Há também o receio de que, embora o conflito tenha terminado, ainda não exista empenho suficiente para apoiar a universidade e equipá-la com instalações modernas.

«Sim, nós vemos renovação, reconstrução e pintura nova no exterior, mas há ainda falta de conteúdo e recursos», diz Al-Allaf.

As instalações estão desatualizadas, faltam livros e equipamentos de informática. Ele diz ainda que é preciso haver treinamento em novos métodos de ensino e uma abordagem mais moderna em relação à administração.

As universidades são espaços internacionais e, segundo Al-Allaf, a de Mossul sofreu por estar isolada.

«Temos capacidade, mas fomos isolados do mundo. Tudo o que precisamos fazer é recuperar o atraso.»

Reconexão

Al-Allaf está tentando restabelecer o contato com a comunidade acadêmica internacional e trabalhando com a equipe da Universidade de Lancaster.

Lancaster ajudou a manter o ensino de linguística em Mossul, oferecendo aconselhamento para alunos e funcionários por meio de videoconferências, orientação para estudantes de doutorado e acesso gratuito a um curso online.

Elena Semino, professora em Lancaster, disse que os acadêmicos da Universidade de Mossul estão «trabalhando em condições que sequer podemos imaginar».

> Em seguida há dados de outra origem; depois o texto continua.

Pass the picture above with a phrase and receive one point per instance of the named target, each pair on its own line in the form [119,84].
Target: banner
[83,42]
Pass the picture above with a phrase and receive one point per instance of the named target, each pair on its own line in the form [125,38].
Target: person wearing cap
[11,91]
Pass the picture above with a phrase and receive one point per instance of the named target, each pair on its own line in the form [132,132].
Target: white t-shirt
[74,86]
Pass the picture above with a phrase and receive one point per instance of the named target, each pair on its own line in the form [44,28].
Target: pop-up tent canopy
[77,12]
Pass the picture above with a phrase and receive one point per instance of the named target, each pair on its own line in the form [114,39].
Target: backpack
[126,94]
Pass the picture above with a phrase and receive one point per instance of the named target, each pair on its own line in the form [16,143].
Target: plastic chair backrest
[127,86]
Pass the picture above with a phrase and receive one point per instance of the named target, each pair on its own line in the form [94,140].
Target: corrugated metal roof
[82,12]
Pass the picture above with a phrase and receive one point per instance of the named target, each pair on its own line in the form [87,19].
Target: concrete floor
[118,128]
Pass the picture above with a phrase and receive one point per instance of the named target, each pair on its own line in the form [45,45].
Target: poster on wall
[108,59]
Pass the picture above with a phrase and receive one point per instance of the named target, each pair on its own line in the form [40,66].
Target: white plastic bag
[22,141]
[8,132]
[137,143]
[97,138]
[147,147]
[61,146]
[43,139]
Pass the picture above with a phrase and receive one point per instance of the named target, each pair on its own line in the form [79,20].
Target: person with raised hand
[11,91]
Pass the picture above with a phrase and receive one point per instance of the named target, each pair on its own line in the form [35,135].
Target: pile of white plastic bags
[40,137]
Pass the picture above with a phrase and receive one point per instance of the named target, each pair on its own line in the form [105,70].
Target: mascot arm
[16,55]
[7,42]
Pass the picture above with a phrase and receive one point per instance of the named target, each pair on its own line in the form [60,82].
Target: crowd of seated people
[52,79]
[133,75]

«Os funcionários e os alunos são excepcionalmente empreendedores e entusiasmados. Faremos tudo que for possível para ajudá-los. Eles sabem que estamos torcendo por eles», afirmou.

Há sinais de recuperação nas universidades iraquianas. A Universidade de Bagdá apareceu no ranking global da Times Higher Education, que lista as principais universidades do mundo.

Al-Allaf diz que os acadêmicos no Iraque precisam construir pontes e obter apoio de colegas de outros países.

«Precisamos de apoio acadêmico, e estabelecer vínculos com universidades do mundo todo é essencial», completa.

«A Universidade de Mossul adoraria receber uma mensagem sua, mesmo que seja apenas para dizer ‘oi'».